You might recall a few weeks ago when the prophet Jeremiah spoke not only of ruined cities, but also of a fruitful land that became a desert, and cities left in ruins. Even the birds have disappeared” after humans have done what humans can do at war.
Maybe you’ve seen pictures like this before – European landscapes after being turned into the battlefields of World War I. They were once lush and green and full of life but once war began and people turned against one another it didn’t take long to turn forests and fields and hills and cities into barren and lifeless places. It was the early 1900’s, but it could sound and look like the land Isaiah had in mind.
But you might also have heard of civilian and military survivors of those battles, who talk about still hearing the sound of songbirds who kept on singing, or of crows who kept on surveying the land and calling out. The things that humans could do to the landscape couldn’t silence the voices that were there before. The birds did not flee.

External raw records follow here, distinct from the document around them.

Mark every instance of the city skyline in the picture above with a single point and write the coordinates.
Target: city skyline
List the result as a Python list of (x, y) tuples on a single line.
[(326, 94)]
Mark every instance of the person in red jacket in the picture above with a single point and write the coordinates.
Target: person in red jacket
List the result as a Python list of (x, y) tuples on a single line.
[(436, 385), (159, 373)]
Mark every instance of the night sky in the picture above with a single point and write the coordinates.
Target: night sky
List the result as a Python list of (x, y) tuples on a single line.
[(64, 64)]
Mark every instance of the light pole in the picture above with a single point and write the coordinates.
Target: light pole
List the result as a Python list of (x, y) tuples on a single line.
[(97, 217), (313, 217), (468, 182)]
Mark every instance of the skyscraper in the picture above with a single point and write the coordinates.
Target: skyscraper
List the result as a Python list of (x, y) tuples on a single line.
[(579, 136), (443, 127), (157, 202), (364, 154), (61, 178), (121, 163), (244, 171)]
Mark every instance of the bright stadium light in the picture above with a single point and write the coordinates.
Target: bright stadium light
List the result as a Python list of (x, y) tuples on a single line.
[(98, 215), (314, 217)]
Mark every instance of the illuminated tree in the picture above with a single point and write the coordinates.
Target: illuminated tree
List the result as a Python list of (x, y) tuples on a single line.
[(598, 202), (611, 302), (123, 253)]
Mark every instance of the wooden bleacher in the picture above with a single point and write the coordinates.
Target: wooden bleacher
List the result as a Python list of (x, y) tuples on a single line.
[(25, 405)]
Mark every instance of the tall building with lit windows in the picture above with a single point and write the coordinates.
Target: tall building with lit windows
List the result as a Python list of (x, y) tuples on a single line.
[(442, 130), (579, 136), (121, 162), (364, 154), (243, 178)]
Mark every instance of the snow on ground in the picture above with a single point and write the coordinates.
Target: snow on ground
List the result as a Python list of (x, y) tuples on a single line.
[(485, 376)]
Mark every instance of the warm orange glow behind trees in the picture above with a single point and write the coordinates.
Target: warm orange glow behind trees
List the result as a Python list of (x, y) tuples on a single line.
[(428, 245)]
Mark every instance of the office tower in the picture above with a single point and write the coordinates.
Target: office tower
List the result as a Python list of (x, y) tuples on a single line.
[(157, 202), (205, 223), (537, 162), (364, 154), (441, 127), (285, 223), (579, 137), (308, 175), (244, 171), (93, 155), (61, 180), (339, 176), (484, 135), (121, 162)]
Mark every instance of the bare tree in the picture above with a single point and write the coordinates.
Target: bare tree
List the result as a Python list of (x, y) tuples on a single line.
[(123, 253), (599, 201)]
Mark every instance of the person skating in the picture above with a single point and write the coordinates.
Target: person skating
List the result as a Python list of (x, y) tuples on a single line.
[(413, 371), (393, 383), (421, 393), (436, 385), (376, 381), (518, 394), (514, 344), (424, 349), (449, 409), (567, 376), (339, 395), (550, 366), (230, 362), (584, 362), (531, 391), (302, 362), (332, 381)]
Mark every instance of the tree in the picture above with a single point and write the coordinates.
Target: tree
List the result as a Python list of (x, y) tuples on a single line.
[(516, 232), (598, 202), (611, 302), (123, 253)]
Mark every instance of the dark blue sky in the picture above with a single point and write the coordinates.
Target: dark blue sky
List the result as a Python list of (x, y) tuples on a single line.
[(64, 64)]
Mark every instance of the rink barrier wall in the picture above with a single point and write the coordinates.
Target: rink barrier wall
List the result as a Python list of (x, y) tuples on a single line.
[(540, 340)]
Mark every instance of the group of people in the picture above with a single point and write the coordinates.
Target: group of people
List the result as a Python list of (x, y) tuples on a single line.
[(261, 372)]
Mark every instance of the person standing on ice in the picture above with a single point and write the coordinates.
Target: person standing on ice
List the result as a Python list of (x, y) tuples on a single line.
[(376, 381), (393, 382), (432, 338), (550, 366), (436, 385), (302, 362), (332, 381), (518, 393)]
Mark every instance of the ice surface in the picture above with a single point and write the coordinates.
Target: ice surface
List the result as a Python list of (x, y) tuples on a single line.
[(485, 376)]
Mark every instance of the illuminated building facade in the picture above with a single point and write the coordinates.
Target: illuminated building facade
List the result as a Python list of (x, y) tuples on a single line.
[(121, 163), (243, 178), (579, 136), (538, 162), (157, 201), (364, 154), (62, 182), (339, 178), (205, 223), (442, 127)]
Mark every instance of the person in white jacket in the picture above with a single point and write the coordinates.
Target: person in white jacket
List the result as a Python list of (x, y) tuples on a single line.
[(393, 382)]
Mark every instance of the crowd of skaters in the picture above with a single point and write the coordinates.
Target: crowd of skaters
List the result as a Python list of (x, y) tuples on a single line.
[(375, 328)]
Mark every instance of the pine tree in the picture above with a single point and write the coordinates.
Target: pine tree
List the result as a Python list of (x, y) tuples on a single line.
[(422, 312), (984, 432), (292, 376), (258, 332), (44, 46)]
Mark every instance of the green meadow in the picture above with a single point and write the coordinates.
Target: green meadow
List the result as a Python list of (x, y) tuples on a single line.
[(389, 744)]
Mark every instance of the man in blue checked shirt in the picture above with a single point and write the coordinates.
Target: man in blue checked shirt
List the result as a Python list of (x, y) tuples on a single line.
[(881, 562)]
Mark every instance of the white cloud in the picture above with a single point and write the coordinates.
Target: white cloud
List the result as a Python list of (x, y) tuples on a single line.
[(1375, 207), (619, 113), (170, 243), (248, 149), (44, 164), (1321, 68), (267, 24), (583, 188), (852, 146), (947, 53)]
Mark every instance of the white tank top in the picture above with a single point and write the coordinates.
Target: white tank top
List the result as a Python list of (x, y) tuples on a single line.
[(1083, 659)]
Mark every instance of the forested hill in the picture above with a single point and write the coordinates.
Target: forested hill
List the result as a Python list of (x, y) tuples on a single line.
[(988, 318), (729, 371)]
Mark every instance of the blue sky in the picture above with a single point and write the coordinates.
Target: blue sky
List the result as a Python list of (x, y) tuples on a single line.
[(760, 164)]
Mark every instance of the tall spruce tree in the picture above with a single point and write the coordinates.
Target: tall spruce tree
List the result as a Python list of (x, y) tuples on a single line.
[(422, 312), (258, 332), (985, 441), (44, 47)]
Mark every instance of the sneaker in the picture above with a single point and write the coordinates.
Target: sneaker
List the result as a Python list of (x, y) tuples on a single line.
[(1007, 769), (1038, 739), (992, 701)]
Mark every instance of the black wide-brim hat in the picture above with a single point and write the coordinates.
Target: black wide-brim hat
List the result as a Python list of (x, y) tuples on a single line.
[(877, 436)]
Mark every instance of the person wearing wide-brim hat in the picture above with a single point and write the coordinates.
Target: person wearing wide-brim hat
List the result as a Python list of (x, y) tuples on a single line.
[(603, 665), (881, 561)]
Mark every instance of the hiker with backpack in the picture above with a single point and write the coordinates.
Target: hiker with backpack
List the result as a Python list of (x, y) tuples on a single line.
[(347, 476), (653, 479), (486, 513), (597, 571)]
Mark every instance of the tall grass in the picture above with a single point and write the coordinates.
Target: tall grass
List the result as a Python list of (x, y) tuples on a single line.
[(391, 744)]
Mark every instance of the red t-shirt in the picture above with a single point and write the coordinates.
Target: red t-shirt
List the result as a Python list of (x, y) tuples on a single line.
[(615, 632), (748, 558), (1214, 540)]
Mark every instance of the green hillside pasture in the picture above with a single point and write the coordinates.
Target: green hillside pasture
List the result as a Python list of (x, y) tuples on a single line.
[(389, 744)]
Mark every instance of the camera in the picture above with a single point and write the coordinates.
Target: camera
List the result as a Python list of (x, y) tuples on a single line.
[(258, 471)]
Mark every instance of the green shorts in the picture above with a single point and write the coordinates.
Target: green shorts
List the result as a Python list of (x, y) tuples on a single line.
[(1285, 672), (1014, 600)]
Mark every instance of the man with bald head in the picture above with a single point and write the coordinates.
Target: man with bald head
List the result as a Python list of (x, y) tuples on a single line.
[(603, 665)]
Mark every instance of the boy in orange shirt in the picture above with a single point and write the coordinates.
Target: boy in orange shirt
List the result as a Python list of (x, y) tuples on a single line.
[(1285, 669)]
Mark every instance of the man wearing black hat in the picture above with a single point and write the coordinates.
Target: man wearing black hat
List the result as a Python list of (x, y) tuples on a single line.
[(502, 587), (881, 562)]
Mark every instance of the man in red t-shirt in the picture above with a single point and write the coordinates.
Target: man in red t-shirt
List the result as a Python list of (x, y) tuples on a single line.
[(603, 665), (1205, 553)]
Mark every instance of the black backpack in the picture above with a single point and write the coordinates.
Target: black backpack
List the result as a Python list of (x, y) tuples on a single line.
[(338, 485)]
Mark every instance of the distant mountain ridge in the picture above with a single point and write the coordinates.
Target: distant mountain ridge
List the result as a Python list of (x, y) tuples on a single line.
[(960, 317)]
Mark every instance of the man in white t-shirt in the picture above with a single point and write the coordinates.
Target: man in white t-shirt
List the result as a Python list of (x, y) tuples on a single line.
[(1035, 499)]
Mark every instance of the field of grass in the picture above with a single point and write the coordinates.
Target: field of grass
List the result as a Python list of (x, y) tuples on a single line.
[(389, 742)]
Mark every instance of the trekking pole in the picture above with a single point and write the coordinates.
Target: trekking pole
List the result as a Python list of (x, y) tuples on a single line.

Maybe you’ve seen pictures like these ones too. These are those same battlefields, but over the course of the decades and a century, the life came back. Bunkers that were part of elaborate trench networks have become caves and homes for bats – and we all know that bats eat mosquitoes! - and the greenery has returned. A pool forms in holes once made by artillery, and a pond is born. Plant life has been returning along with species that lived there before or that are appearing for the first time. Some of this has just happened on its own, and some has happened because the neighbours replanted the forests and protected the recovering land.
You can hear the words of Isaiah echoing again: The cities and lands will be devastated, “until a spirit from on high is poured out on us, and the wilderness becomes a fruitful field, and the fruitful field is deemed a forest. Then justice will dwell in the wilderness and righteousness abide in the fruitful field. The effect of righteousness will be peace, and the result of righteousness, quietness and trust forever. My people will abide in a peaceful habitation, in secure dwellings, and in quiet resting places.”
We have an insert in our bulletins today that points to some of that very same thing that Isaiah talks about. Canadian Lutheran World Relief is inviting us to be a part of some work that supports communities in the Lake Chad basin, as they work to restore the landscape and so strengthen their communities.
Here's what’s happening. Lake Chad used to be a huge lake that covered land in four west African countries. It was once the centre of a thriving ecosystem that sustained all kinds of plant life and water life and animal life including human life, but since 1963 the lake has shrunk by ninety percent, because of things like climate change and rising temperatures, deforestation, overgrazing, and pollution. Plant and animal species disappear, rainfall decreases…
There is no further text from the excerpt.